宴の日に限って何故かお互い仕事に駆り出されてしまう辺り、医師団は本当に人が足りない。ただ、人をも治療できる医師団長は恐らく私よりも忙殺されてしまっているのだろう。せめて私も医師免許くらいは持てればいいが、そのためにはアカデミーを出なければならない。
ハムレットはハムレットでやはりその性質を活かした任務を行わなければならず、その後はやはり寝込んでしまう。これまた予定が合わない。
影が薄い、というのは果たして吉だったのか凶だったのか。考えても意味の無いことだが、それだけに久し振りに宴に参加出来るのは嬉しいものだ。
……ただし、宴が始まるギリギリまでは神樹の修復と苗木の管理なのけれど。休まる暇さえありはしない。

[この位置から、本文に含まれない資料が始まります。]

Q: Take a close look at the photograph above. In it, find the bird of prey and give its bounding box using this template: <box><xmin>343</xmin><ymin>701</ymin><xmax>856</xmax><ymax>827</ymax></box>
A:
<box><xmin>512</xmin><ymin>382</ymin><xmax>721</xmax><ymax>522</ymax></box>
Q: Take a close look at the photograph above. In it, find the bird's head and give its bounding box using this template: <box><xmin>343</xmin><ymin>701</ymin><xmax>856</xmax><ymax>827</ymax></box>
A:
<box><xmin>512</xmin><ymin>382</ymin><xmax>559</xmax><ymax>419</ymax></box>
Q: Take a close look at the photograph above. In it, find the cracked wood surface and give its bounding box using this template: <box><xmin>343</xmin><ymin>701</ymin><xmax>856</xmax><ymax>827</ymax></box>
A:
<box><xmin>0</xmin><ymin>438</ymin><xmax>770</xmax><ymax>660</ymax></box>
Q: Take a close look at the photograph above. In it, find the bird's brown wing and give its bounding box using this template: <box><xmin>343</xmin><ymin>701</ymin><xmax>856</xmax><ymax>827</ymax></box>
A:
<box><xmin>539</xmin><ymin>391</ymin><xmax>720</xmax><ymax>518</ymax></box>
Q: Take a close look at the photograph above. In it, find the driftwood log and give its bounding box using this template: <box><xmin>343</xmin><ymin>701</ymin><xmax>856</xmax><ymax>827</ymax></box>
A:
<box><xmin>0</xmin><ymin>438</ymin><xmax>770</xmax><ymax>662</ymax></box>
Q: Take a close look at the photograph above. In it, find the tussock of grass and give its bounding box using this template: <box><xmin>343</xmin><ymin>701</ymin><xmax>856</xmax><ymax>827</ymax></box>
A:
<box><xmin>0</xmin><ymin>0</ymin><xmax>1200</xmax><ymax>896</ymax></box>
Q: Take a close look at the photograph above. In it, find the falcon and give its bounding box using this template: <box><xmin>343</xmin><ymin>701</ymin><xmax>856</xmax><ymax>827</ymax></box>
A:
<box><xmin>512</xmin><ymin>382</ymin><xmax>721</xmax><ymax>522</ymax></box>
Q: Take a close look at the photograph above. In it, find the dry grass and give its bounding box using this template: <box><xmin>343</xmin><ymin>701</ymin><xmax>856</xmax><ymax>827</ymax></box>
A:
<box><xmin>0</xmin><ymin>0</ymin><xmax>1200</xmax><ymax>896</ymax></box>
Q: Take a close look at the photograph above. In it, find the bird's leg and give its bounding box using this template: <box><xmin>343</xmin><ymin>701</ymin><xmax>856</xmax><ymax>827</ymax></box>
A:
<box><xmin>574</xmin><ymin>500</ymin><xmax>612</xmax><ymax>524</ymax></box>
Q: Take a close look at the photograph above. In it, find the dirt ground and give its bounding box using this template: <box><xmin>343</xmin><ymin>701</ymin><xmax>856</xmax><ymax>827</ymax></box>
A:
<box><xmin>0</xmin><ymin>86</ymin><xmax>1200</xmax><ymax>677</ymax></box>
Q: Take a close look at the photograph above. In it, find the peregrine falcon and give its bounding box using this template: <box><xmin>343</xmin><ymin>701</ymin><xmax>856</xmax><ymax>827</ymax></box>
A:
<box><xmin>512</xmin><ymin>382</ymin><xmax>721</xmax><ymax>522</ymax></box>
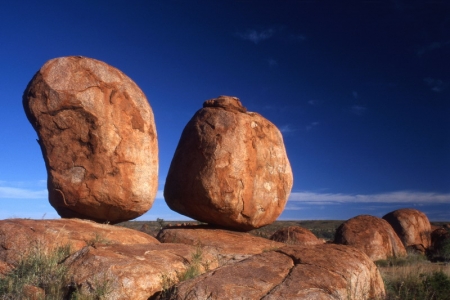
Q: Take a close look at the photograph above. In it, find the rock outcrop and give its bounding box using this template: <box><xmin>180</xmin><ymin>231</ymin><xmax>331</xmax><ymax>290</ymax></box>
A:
<box><xmin>160</xmin><ymin>244</ymin><xmax>385</xmax><ymax>300</ymax></box>
<box><xmin>334</xmin><ymin>215</ymin><xmax>406</xmax><ymax>261</ymax></box>
<box><xmin>164</xmin><ymin>96</ymin><xmax>293</xmax><ymax>231</ymax></box>
<box><xmin>156</xmin><ymin>225</ymin><xmax>285</xmax><ymax>265</ymax></box>
<box><xmin>0</xmin><ymin>219</ymin><xmax>160</xmax><ymax>264</ymax></box>
<box><xmin>23</xmin><ymin>56</ymin><xmax>158</xmax><ymax>223</ymax></box>
<box><xmin>270</xmin><ymin>226</ymin><xmax>324</xmax><ymax>246</ymax></box>
<box><xmin>64</xmin><ymin>244</ymin><xmax>218</xmax><ymax>300</ymax></box>
<box><xmin>383</xmin><ymin>208</ymin><xmax>431</xmax><ymax>253</ymax></box>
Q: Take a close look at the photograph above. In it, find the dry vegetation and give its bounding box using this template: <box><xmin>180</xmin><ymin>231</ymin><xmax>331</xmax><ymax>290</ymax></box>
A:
<box><xmin>0</xmin><ymin>219</ymin><xmax>450</xmax><ymax>300</ymax></box>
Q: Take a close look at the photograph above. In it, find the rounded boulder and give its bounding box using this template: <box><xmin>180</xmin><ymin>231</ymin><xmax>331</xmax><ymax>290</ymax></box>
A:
<box><xmin>23</xmin><ymin>56</ymin><xmax>158</xmax><ymax>223</ymax></box>
<box><xmin>164</xmin><ymin>96</ymin><xmax>293</xmax><ymax>231</ymax></box>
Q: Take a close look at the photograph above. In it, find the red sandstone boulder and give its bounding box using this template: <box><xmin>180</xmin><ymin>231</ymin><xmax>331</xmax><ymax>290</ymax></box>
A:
<box><xmin>23</xmin><ymin>56</ymin><xmax>158</xmax><ymax>223</ymax></box>
<box><xmin>0</xmin><ymin>219</ymin><xmax>159</xmax><ymax>264</ymax></box>
<box><xmin>156</xmin><ymin>225</ymin><xmax>285</xmax><ymax>265</ymax></box>
<box><xmin>270</xmin><ymin>226</ymin><xmax>324</xmax><ymax>246</ymax></box>
<box><xmin>383</xmin><ymin>208</ymin><xmax>431</xmax><ymax>253</ymax></box>
<box><xmin>161</xmin><ymin>244</ymin><xmax>385</xmax><ymax>300</ymax></box>
<box><xmin>164</xmin><ymin>96</ymin><xmax>293</xmax><ymax>231</ymax></box>
<box><xmin>334</xmin><ymin>215</ymin><xmax>406</xmax><ymax>261</ymax></box>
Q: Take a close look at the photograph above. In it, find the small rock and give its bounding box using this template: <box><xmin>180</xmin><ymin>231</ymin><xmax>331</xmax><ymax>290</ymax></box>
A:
<box><xmin>383</xmin><ymin>208</ymin><xmax>431</xmax><ymax>254</ymax></box>
<box><xmin>334</xmin><ymin>215</ymin><xmax>406</xmax><ymax>261</ymax></box>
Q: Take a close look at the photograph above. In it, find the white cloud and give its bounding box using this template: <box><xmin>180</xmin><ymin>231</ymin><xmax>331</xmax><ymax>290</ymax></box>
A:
<box><xmin>267</xmin><ymin>58</ymin><xmax>278</xmax><ymax>67</ymax></box>
<box><xmin>308</xmin><ymin>99</ymin><xmax>323</xmax><ymax>106</ymax></box>
<box><xmin>289</xmin><ymin>191</ymin><xmax>450</xmax><ymax>204</ymax></box>
<box><xmin>279</xmin><ymin>124</ymin><xmax>297</xmax><ymax>133</ymax></box>
<box><xmin>0</xmin><ymin>186</ymin><xmax>48</xmax><ymax>199</ymax></box>
<box><xmin>237</xmin><ymin>28</ymin><xmax>275</xmax><ymax>44</ymax></box>
<box><xmin>423</xmin><ymin>77</ymin><xmax>449</xmax><ymax>93</ymax></box>
<box><xmin>350</xmin><ymin>105</ymin><xmax>367</xmax><ymax>116</ymax></box>
<box><xmin>306</xmin><ymin>122</ymin><xmax>320</xmax><ymax>131</ymax></box>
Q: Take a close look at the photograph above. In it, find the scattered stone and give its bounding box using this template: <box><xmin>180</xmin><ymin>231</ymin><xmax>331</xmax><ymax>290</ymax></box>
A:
<box><xmin>383</xmin><ymin>208</ymin><xmax>431</xmax><ymax>254</ymax></box>
<box><xmin>160</xmin><ymin>244</ymin><xmax>385</xmax><ymax>300</ymax></box>
<box><xmin>164</xmin><ymin>96</ymin><xmax>293</xmax><ymax>231</ymax></box>
<box><xmin>334</xmin><ymin>215</ymin><xmax>407</xmax><ymax>261</ymax></box>
<box><xmin>156</xmin><ymin>225</ymin><xmax>285</xmax><ymax>265</ymax></box>
<box><xmin>0</xmin><ymin>219</ymin><xmax>159</xmax><ymax>264</ymax></box>
<box><xmin>270</xmin><ymin>226</ymin><xmax>324</xmax><ymax>246</ymax></box>
<box><xmin>23</xmin><ymin>56</ymin><xmax>158</xmax><ymax>223</ymax></box>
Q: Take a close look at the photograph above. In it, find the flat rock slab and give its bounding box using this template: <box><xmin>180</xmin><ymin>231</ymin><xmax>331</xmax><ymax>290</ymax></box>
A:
<box><xmin>270</xmin><ymin>226</ymin><xmax>324</xmax><ymax>246</ymax></box>
<box><xmin>334</xmin><ymin>215</ymin><xmax>407</xmax><ymax>261</ymax></box>
<box><xmin>157</xmin><ymin>225</ymin><xmax>285</xmax><ymax>265</ymax></box>
<box><xmin>65</xmin><ymin>244</ymin><xmax>217</xmax><ymax>300</ymax></box>
<box><xmin>23</xmin><ymin>56</ymin><xmax>158</xmax><ymax>223</ymax></box>
<box><xmin>164</xmin><ymin>96</ymin><xmax>293</xmax><ymax>231</ymax></box>
<box><xmin>0</xmin><ymin>219</ymin><xmax>159</xmax><ymax>264</ymax></box>
<box><xmin>160</xmin><ymin>244</ymin><xmax>385</xmax><ymax>300</ymax></box>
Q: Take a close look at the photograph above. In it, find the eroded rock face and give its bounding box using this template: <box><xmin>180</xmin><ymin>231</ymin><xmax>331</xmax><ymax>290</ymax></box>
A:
<box><xmin>164</xmin><ymin>96</ymin><xmax>293</xmax><ymax>231</ymax></box>
<box><xmin>157</xmin><ymin>226</ymin><xmax>285</xmax><ymax>265</ymax></box>
<box><xmin>163</xmin><ymin>244</ymin><xmax>385</xmax><ymax>300</ymax></box>
<box><xmin>23</xmin><ymin>56</ymin><xmax>158</xmax><ymax>223</ymax></box>
<box><xmin>270</xmin><ymin>226</ymin><xmax>324</xmax><ymax>246</ymax></box>
<box><xmin>64</xmin><ymin>244</ymin><xmax>217</xmax><ymax>300</ymax></box>
<box><xmin>383</xmin><ymin>208</ymin><xmax>431</xmax><ymax>253</ymax></box>
<box><xmin>0</xmin><ymin>219</ymin><xmax>159</xmax><ymax>264</ymax></box>
<box><xmin>334</xmin><ymin>215</ymin><xmax>406</xmax><ymax>261</ymax></box>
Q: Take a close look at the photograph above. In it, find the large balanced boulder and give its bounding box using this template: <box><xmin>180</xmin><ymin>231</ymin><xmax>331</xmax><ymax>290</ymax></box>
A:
<box><xmin>161</xmin><ymin>244</ymin><xmax>385</xmax><ymax>300</ymax></box>
<box><xmin>164</xmin><ymin>96</ymin><xmax>293</xmax><ymax>231</ymax></box>
<box><xmin>270</xmin><ymin>226</ymin><xmax>324</xmax><ymax>246</ymax></box>
<box><xmin>334</xmin><ymin>215</ymin><xmax>406</xmax><ymax>261</ymax></box>
<box><xmin>383</xmin><ymin>208</ymin><xmax>431</xmax><ymax>253</ymax></box>
<box><xmin>23</xmin><ymin>56</ymin><xmax>158</xmax><ymax>223</ymax></box>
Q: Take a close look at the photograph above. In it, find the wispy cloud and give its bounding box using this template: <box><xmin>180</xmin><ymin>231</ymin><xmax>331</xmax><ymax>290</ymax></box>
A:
<box><xmin>306</xmin><ymin>122</ymin><xmax>320</xmax><ymax>131</ymax></box>
<box><xmin>416</xmin><ymin>41</ymin><xmax>450</xmax><ymax>57</ymax></box>
<box><xmin>308</xmin><ymin>99</ymin><xmax>323</xmax><ymax>106</ymax></box>
<box><xmin>350</xmin><ymin>105</ymin><xmax>367</xmax><ymax>116</ymax></box>
<box><xmin>423</xmin><ymin>77</ymin><xmax>449</xmax><ymax>93</ymax></box>
<box><xmin>267</xmin><ymin>58</ymin><xmax>278</xmax><ymax>67</ymax></box>
<box><xmin>237</xmin><ymin>28</ymin><xmax>275</xmax><ymax>45</ymax></box>
<box><xmin>279</xmin><ymin>124</ymin><xmax>297</xmax><ymax>134</ymax></box>
<box><xmin>0</xmin><ymin>186</ymin><xmax>48</xmax><ymax>199</ymax></box>
<box><xmin>289</xmin><ymin>191</ymin><xmax>450</xmax><ymax>205</ymax></box>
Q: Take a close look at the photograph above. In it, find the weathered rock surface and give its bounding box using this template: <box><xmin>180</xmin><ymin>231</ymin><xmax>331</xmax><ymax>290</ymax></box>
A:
<box><xmin>270</xmin><ymin>226</ymin><xmax>324</xmax><ymax>246</ymax></box>
<box><xmin>64</xmin><ymin>244</ymin><xmax>217</xmax><ymax>300</ymax></box>
<box><xmin>157</xmin><ymin>225</ymin><xmax>285</xmax><ymax>265</ymax></box>
<box><xmin>383</xmin><ymin>208</ymin><xmax>431</xmax><ymax>253</ymax></box>
<box><xmin>23</xmin><ymin>56</ymin><xmax>158</xmax><ymax>223</ymax></box>
<box><xmin>160</xmin><ymin>244</ymin><xmax>385</xmax><ymax>300</ymax></box>
<box><xmin>0</xmin><ymin>219</ymin><xmax>159</xmax><ymax>264</ymax></box>
<box><xmin>334</xmin><ymin>215</ymin><xmax>406</xmax><ymax>261</ymax></box>
<box><xmin>164</xmin><ymin>96</ymin><xmax>293</xmax><ymax>231</ymax></box>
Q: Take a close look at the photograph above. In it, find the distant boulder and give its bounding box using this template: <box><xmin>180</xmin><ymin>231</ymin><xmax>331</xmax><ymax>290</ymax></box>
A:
<box><xmin>383</xmin><ymin>208</ymin><xmax>431</xmax><ymax>254</ymax></box>
<box><xmin>23</xmin><ymin>56</ymin><xmax>158</xmax><ymax>223</ymax></box>
<box><xmin>270</xmin><ymin>226</ymin><xmax>324</xmax><ymax>246</ymax></box>
<box><xmin>164</xmin><ymin>96</ymin><xmax>293</xmax><ymax>231</ymax></box>
<box><xmin>334</xmin><ymin>215</ymin><xmax>406</xmax><ymax>261</ymax></box>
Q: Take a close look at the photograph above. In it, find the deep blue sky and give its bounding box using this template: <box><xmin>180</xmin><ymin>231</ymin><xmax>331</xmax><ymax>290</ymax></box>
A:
<box><xmin>0</xmin><ymin>0</ymin><xmax>450</xmax><ymax>220</ymax></box>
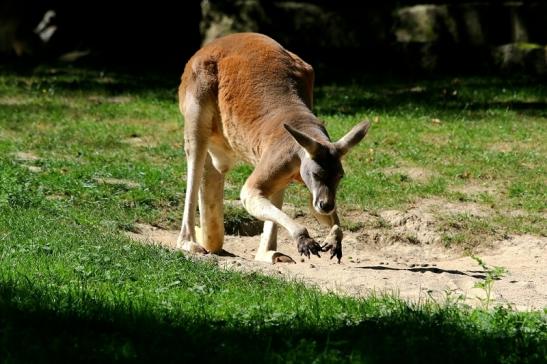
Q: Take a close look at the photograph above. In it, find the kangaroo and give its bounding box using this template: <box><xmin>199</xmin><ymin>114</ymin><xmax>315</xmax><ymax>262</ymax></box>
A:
<box><xmin>177</xmin><ymin>33</ymin><xmax>370</xmax><ymax>264</ymax></box>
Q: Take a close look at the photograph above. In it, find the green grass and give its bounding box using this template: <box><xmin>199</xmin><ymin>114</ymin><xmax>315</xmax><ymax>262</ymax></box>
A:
<box><xmin>0</xmin><ymin>67</ymin><xmax>547</xmax><ymax>363</ymax></box>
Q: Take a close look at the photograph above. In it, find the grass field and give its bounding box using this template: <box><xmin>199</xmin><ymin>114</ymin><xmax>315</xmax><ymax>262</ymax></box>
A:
<box><xmin>0</xmin><ymin>66</ymin><xmax>547</xmax><ymax>363</ymax></box>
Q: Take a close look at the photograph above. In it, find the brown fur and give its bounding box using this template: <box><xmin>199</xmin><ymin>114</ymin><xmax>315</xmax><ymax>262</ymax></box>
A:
<box><xmin>177</xmin><ymin>33</ymin><xmax>368</xmax><ymax>262</ymax></box>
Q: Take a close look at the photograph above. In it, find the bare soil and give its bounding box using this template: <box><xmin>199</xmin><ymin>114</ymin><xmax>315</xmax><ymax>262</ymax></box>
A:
<box><xmin>127</xmin><ymin>199</ymin><xmax>547</xmax><ymax>310</ymax></box>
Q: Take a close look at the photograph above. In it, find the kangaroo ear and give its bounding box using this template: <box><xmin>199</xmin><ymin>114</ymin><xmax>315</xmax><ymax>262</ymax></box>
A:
<box><xmin>334</xmin><ymin>121</ymin><xmax>370</xmax><ymax>156</ymax></box>
<box><xmin>283</xmin><ymin>124</ymin><xmax>321</xmax><ymax>157</ymax></box>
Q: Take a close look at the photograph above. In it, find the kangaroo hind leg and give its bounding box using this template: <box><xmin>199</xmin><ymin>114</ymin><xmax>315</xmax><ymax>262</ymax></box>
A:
<box><xmin>177</xmin><ymin>88</ymin><xmax>214</xmax><ymax>253</ymax></box>
<box><xmin>198</xmin><ymin>154</ymin><xmax>224</xmax><ymax>254</ymax></box>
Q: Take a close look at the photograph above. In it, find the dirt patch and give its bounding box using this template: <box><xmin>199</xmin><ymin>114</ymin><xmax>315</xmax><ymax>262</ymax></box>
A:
<box><xmin>382</xmin><ymin>167</ymin><xmax>434</xmax><ymax>182</ymax></box>
<box><xmin>87</xmin><ymin>95</ymin><xmax>133</xmax><ymax>104</ymax></box>
<box><xmin>94</xmin><ymin>177</ymin><xmax>141</xmax><ymax>189</ymax></box>
<box><xmin>127</xmin><ymin>200</ymin><xmax>547</xmax><ymax>310</ymax></box>
<box><xmin>0</xmin><ymin>96</ymin><xmax>29</xmax><ymax>106</ymax></box>
<box><xmin>122</xmin><ymin>136</ymin><xmax>156</xmax><ymax>148</ymax></box>
<box><xmin>23</xmin><ymin>164</ymin><xmax>42</xmax><ymax>173</ymax></box>
<box><xmin>450</xmin><ymin>182</ymin><xmax>498</xmax><ymax>196</ymax></box>
<box><xmin>13</xmin><ymin>152</ymin><xmax>40</xmax><ymax>162</ymax></box>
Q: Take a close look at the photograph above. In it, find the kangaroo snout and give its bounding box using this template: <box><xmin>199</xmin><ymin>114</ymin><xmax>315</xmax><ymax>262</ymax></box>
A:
<box><xmin>314</xmin><ymin>199</ymin><xmax>335</xmax><ymax>215</ymax></box>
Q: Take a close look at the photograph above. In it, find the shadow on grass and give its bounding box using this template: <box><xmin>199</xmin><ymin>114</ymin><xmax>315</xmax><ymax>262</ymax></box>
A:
<box><xmin>0</xmin><ymin>283</ymin><xmax>545</xmax><ymax>363</ymax></box>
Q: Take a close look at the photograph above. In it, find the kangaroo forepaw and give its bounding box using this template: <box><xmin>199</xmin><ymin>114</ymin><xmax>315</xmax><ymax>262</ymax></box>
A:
<box><xmin>321</xmin><ymin>225</ymin><xmax>343</xmax><ymax>264</ymax></box>
<box><xmin>272</xmin><ymin>252</ymin><xmax>296</xmax><ymax>264</ymax></box>
<box><xmin>177</xmin><ymin>241</ymin><xmax>209</xmax><ymax>254</ymax></box>
<box><xmin>297</xmin><ymin>236</ymin><xmax>322</xmax><ymax>258</ymax></box>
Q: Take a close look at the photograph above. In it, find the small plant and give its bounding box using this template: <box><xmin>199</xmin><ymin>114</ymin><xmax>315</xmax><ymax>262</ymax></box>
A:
<box><xmin>471</xmin><ymin>255</ymin><xmax>508</xmax><ymax>310</ymax></box>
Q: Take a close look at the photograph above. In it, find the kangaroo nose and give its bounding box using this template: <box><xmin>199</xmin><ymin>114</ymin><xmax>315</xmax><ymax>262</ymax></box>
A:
<box><xmin>319</xmin><ymin>201</ymin><xmax>334</xmax><ymax>211</ymax></box>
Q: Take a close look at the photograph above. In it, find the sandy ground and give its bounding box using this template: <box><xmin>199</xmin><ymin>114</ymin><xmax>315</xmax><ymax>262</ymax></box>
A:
<box><xmin>127</xmin><ymin>199</ymin><xmax>547</xmax><ymax>310</ymax></box>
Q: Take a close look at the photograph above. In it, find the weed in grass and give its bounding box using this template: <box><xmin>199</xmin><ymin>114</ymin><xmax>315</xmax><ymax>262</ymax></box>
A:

ようやく調子が戻り始めたハムレットと、上へと向かう。
「ジャレッドさん、もしかして今日は宴の日なのですか?」
「ああ、そうさ。久し振りに君も大いに酔えるよ」
「ジャレッドさんもしかしてご自分が酔えないからと言って」
「君も私も働き詰めだったからね。負担としては君の方が遥かに大きいし、こういったガス抜きの効果が大きいのも君だと思うよ」
私の言葉で、ハムレットが子どもっぽくむくれてみせる。
とても可愛らしい。私にだけ見せてくれる表情、というのがまたさらに可愛いのだ。
彼女の頭をゆっくり撫でてやると、その手にかぶりつくようなキスが返ってきた。
「ジャレッドさん、わたくしはもうあなたの妻ですのよ?キスのひとつくらい軽率にしてくれるくらいでなければわたくしは寂しいです」
ハムレットの言葉に、微笑みが零れた。
彼女の細く白い首筋に牙を突き立てるように口付けてしまえば、ハムレットは嬉しそうに笑ってくれる。
男は獣だと言うのは言い得て妙なのかもしれない。
顔を赤らめた彼女の頭を撫で終えた頃、ちょうど宴会場にたどり着いた。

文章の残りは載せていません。